본 발명의 또 다른 특징에 따르면, 비-텍스트 컴포넌트를 추출하는 단계 및 비-텍스트 문서를 저장하는 단계를 비-텍스트 컴포넌트가 추출되지 않을 때까지 반복하는 단계 및 비-텍스트 컴포넌트가 제거되고 텍스트 컴포넌트가 포함된 텍스트 문서를 저장하는 단계를 포함하는 것을 특징으로 한다.In accordance with another aspect of the present invention, there is provided a method for extracting a non-text component, the method comprising: extracting a non-text component; and storing the non- And storing the text document including the text document.

본 발명의 또 다른 특징에 따르면, 비-텍스트 컴포넌트를 분류하는 단계는, 비-텍스트 컴포넌트를 라인 컴포넌트, 테이블 컴포넌트, 세퍼레이터 컴포넌트 및 노이즈 컴포넌트로 분류하는 단계인 것을 특징으로 한다.According to still another aspect of the present invention, classifying the non-text component is characterized by classifying the non-text component into a line component, a table component, a separator component, and a noise component.

본 발명의 또 다른 특징에 따르면, 텍스트 문서를 분할하는 단계는, 모폴로지 연산 (morphology operation) 을 통해 텍스트 컴포넌트를 팽창시킨 후, 텍스트 컴포넌트 간의 거리에 기초하여 텍스트 문서를 분할하는 단계인 것을 특징으로 한다.According to another aspect of the present invention, the step of dividing the text document is a step of dividing the text document based on the distance between the text components after inflating the text component through a morphology operation .

본 발명의 또 다른 특징에 따르면, 문서 이미지, 텍스트 문서 및 비-텍스트 문서는 사이즈가 동일한 것을 특징으로 한다.According to another aspect of the present invention, a document image, a text document and a non-text document are characterized by the same size.

전술한 바와 같은 과제를 해결하기 위하여 본 발명의 일 실시예에 따른 동질 영역을 이용한 문서 구조의 분서 장치는 문서 이미지를 분석하여 문서 이미지를 흑백으로 이진화하고, 문서 이미지에 포함된 백색 라인의 폭 및 흑색 라인의 폭에 기초하여 백색 라인 중 적어도 일부를 기준으로 문서 이미지를 분할함으로써 동질 영역을 추출하고, 동질 영역에 포함된 연결된 컴포넌트를 분석하여 연결된 컴포넌트를 텍스트 컴포넌트 및 비-텍스트 컴포넌트로 분류하고,텍스트 컴포넌트가 포함된 텍스트 문서 및 비-텍스트 컴포넌트가 포함된 비-텍스트 문서를 획득하고, 텍스트 컴포넌트 간의 거리에 기초하여 텍스트 문서를 분할하고, 비-텍스트 컴포넌트의 특성값에 기초하여 비-텍스트 문서에 포함된 비-텍스트 컴포넌트를 분류하는 명령어들의 세트를 포함하는 것을 특징으로 한다.According to an aspect of the present invention, there is provided a document distributor in a document structure using a homogeneous region, the document analyzing apparatus comprising: a document analyzing unit for analyzing a document image to binarize a document image in black and white, Extracting the homogeneous region by dividing the document image based on at least a part of the white lines based on the width of the black line, analyzing connected components included in the homogeneous region to classify the connected components into text components and non-text components, Obtaining a text document including a text component and a non-text document containing a non-text component, dividing the text document based on a distance between the text components, and based on the property value of the non-text component, A set of instructions to classify non-text components contained in And it characterized in that.

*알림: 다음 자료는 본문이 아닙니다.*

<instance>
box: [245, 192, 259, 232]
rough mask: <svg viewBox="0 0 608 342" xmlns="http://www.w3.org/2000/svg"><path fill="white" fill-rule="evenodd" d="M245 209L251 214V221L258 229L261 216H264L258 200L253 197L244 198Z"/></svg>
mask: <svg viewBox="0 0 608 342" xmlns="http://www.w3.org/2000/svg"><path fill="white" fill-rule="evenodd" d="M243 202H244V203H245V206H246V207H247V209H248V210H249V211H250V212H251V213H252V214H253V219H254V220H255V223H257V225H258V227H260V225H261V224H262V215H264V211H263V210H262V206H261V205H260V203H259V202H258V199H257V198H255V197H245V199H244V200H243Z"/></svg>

전술한 바와 같은 과제를 해결하기 위하여 본 발명의 일 실시예에 따른 컴퓨터 판독 가능 매체는 프로세서 및 메모리를 포함하고, 프로세서는 문서 이미지를 분석하여 문서 이미지를 흑백으로 이진화하고, 문서 이미지에 포함된 백색 라인의 폭 및 흑색 라인의 폭에 기초하여 백색 라인 중 적어도 일부를 기준으로 문서 이미지를 분할함으로써 동질 영역을 추출하고, 동질 영역에 포함된 연결된 컴포넌트를 분석하여 연결된 컴포넌트를 텍스트 컴포넌트 및 비-텍스트 컴포넌트로 분류하고, 텍스트 컴포넌트가 포함된 텍스트 문서 및 비-텍스트 컴포넌트가 포함된 비-텍스트 문서를 획득하고, 텍스트 컴포넌트 간의 거리에 기초하여 텍스트 문서를 분할하고, 비-텍스트 컴포넌트의 특성값에 기초하여 비-텍스트 문서에 포함된 비-텍스트 컴포넌트를 분류하고, 메모리는, 문서 이미지, 동질 영역, 연결된 컴포넌트, 텍스트 문서 및 비-텍스트 문서 중 적어도 하나 이상을 저장하는 것을 특징으로 한다.According to an aspect of the present invention, there is provided a computer readable medium including a processor and a memory, the processor analyzing a document image to binarize the document image in monochrome, Extracting the homogeneous region by dividing the document image based on at least a portion of the white lines based on the width of the line and the width of the black line, analyzing the linked components contained in the homogeneous region, Obtaining a non-text document including a text document and a non-text component including a text component, dividing the text document based on a distance between the text components, and based on the property value of the non-text component To classify non-text components contained in non-text documents , The memory, the document image, the homogeneous area, the connected component, a text document and the non-storage is characterized in that at least one of a text document.

기타 실시예의 구체적인 사항들은 상세한 설명 및 도면들에 포함되어 있다.The details of other embodiments are included in the detailed description and drawings.

본 발명은 문서 이미지에 포함된 백색 라인 및 흑색 라인의 특성을 이용하여 반복적으로 문서 이미지를 분할함으로써, 동일한 특성을 갖는 동질 영역을 정확하게 추출할 수 있다.The present invention can accurately extract a homogeneous region having the same characteristics by repeatedly dividing a document image by using the characteristics of the white line and the black line included in the document image.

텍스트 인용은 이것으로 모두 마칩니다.